Mrs. Mortomley at the first glance understood Mr. Lang had been drinking—paying his last footing for a time on English soil, and toasting prosperity to number one in a foreign land. But this made no difference in the cordiality of her reception—sober or not sober, and she had seen him in both states, she knew Lang could speak to the purpose. That unhappy glass too much which overtakes the best and cleverest of our skilled labourers on occasion, was not so rare an accident in Mr. Lang's life that Dolly feared any forgetfulness of etiquette in consequence.

"Pray sit down," she said, pointing to a chair, and then she would have drawn down the blind and lit the gas had not Lang prevented her.
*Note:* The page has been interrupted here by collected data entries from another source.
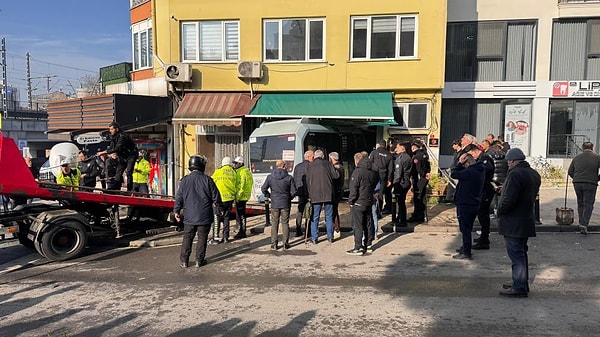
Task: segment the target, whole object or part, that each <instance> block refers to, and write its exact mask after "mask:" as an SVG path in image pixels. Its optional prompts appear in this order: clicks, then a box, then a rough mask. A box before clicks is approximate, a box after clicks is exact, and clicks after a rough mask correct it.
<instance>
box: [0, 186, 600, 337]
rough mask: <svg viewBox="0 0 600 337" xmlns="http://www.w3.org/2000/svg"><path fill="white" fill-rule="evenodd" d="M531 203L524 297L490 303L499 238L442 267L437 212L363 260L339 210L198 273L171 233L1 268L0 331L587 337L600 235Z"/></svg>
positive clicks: (241, 244) (349, 335) (446, 222)
mask: <svg viewBox="0 0 600 337" xmlns="http://www.w3.org/2000/svg"><path fill="white" fill-rule="evenodd" d="M569 192H570V193H569V194H572V190H570V191H569ZM568 198H569V199H568V200H567V206H569V207H573V208H574V207H575V204H574V197H570V196H569V197H568ZM540 201H541V210H542V211H541V214H542V222H543V224H542V225H539V226H538V236H537V237H535V238H532V239H531V240H530V241H529V261H530V278H531V293H530V296H529V298H526V299H512V298H503V297H500V296H499V295H498V290H499V289H500V286H501V284H502V283H503V282H505V281H508V280H510V261H509V259H508V257H507V256H506V252H505V248H504V243H503V238H502V237H500V236H499V235H498V234H497V233H493V234H492V235H491V238H490V239H491V249H490V250H484V251H475V252H474V256H473V257H474V259H473V260H472V261H465V260H454V259H452V257H451V256H452V255H453V254H454V253H455V252H454V250H455V249H456V248H458V246H460V235H459V234H458V231H457V229H456V227H457V225H456V224H455V220H454V219H453V212H454V209H453V208H452V207H451V206H448V205H438V206H433V207H432V209H430V211H429V215H430V220H429V223H427V224H420V225H418V226H411V227H410V228H408V229H405V232H392V231H389V230H386V231H383V232H380V235H379V239H378V240H377V241H375V243H374V251H373V253H371V254H367V255H364V256H349V255H347V254H345V251H346V250H349V249H351V248H352V245H353V241H352V240H353V239H352V236H351V234H350V232H349V227H348V226H347V223H349V220H348V214H347V212H344V213H343V217H342V223H343V225H344V226H343V230H342V232H341V233H340V235H339V237H338V238H337V239H336V241H335V242H334V243H333V244H329V243H328V242H326V241H325V240H322V242H320V243H319V244H317V245H305V244H304V238H293V239H292V242H291V243H292V248H291V249H290V250H288V251H281V250H278V251H271V250H270V241H269V231H270V228H269V227H267V228H266V229H265V228H264V217H253V218H252V219H251V221H250V222H251V224H250V226H251V227H252V229H253V231H252V235H250V236H249V237H248V238H247V239H243V240H236V241H233V242H231V243H229V244H221V245H217V246H209V248H208V262H209V263H208V264H207V265H206V266H205V267H203V268H200V269H196V268H188V269H181V268H179V267H178V254H179V249H180V246H179V244H180V242H181V234H179V233H176V232H170V233H163V234H159V235H156V236H150V237H146V238H145V239H144V240H130V241H129V244H130V245H131V247H123V248H115V249H106V250H101V249H100V250H98V249H93V248H90V251H88V252H87V255H86V256H84V257H82V258H79V259H76V260H72V261H65V262H53V263H48V262H47V261H44V259H41V258H40V257H39V256H37V254H36V253H33V252H31V253H30V254H28V255H24V256H22V257H21V258H17V259H15V260H11V261H8V262H5V263H3V264H0V326H1V328H0V336H42V335H43V336H263V337H264V336H273V337H275V336H375V335H376V336H427V337H434V336H456V337H458V336H460V337H463V336H473V337H475V336H477V337H479V336H514V337H517V336H519V337H520V336H557V337H558V336H561V337H562V336H569V337H570V336H573V337H575V336H583V337H588V336H589V337H591V336H598V322H599V321H600V310H599V309H600V305H599V303H600V283H599V281H600V269H599V268H598V267H597V261H598V259H599V258H600V253H599V250H598V247H599V246H600V235H597V234H596V233H592V234H590V235H587V236H584V235H581V234H578V233H577V232H575V231H574V230H573V228H574V227H575V226H574V225H570V226H559V225H556V224H555V221H554V217H555V208H556V207H563V206H564V188H563V189H561V188H544V189H543V190H542V191H541V194H540ZM436 207H437V208H436ZM442 207H443V208H442ZM597 211H598V210H596V212H594V215H593V216H592V222H594V223H596V224H597V223H598V221H600V215H599V214H598V213H597ZM387 218H389V216H388V217H386V218H384V221H383V223H387V222H389V220H387ZM261 227H262V228H261ZM384 227H385V226H384ZM434 229H435V231H434ZM323 235H324V233H321V238H323ZM140 246H152V247H153V248H149V249H145V248H133V247H140ZM15 248H16V247H7V248H4V249H7V250H11V249H15ZM4 249H2V251H0V254H4Z"/></svg>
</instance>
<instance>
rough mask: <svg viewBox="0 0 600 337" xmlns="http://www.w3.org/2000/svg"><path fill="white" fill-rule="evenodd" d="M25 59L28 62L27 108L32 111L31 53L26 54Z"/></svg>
mask: <svg viewBox="0 0 600 337" xmlns="http://www.w3.org/2000/svg"><path fill="white" fill-rule="evenodd" d="M25 59H26V62H27V107H28V108H29V110H31V107H32V102H31V68H30V66H29V52H27V53H26V54H25Z"/></svg>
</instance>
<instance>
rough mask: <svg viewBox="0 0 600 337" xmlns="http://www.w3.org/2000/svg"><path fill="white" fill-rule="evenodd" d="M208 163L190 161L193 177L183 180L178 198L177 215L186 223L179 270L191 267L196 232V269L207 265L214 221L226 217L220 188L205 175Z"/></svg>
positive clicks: (179, 192) (192, 176)
mask: <svg viewBox="0 0 600 337" xmlns="http://www.w3.org/2000/svg"><path fill="white" fill-rule="evenodd" d="M207 161H208V160H207V159H206V157H205V156H203V155H195V156H191V157H190V161H189V165H188V166H189V170H190V171H191V173H190V174H189V175H187V176H185V177H183V179H181V182H180V183H179V190H177V194H176V195H175V207H174V208H173V213H174V214H175V219H176V220H177V221H178V222H183V242H182V245H181V253H180V256H179V261H180V263H179V266H180V267H182V268H187V267H188V264H189V257H190V254H191V252H192V241H193V240H194V236H195V235H196V232H197V233H198V243H197V245H196V267H197V268H199V267H201V266H203V265H205V264H206V259H205V257H206V244H207V241H208V233H209V232H210V225H211V224H212V223H213V221H214V215H215V213H216V214H217V215H219V214H221V213H222V211H221V210H222V207H223V204H222V202H221V195H220V194H219V190H218V189H217V185H216V184H215V182H214V181H213V180H212V179H211V178H210V177H209V176H207V175H205V174H204V169H205V168H206V163H207Z"/></svg>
"I think I can do that much at any rate," he remarked; but whether his observation had a special or a particular application, Dolly was unable to tell.

It appeared, however, as though he was able to do "that much," for he lit the gas and drew down the blinds, and then placed a seat for Mrs. Mortomley.

"If you will excuse me, ma'am," he said, "but I believe it is as cheap to sit as to stand."

"Certainly it is," agreed Dolly, and accepted the proffered civility, Mr. Lang seating himself on the other side of the hearth.

"Yes, I am going away to-morrow," repeated Mr. Lang, with that harking back, without a previous link to a first idea, which is so curious a peculiarity of his class.

"I hope you will make a great success," said Dolly. With the peculiarity of her class, she was able to appear utterly indifferent, while her heart was aching till she heard Lang's next words.

"I shall make some money, of that I have no doubt," answered the man. "I have the knowledge, and knowledge is what people want now-a-days; but, bless you, I know what they'll do—they'll pick my brains and then throw me aside like a sucked orange," he finished, with a singular involvement of metaphor.

Mrs. Mortomley did not answer. She had some knowledge of his class, derived from that insight which a clever woman who personally relieves those who make their living by labour, when they are sick or distressed, must acquire almost unconsciously, and she did not wish to lose a point in her game by precipitancy.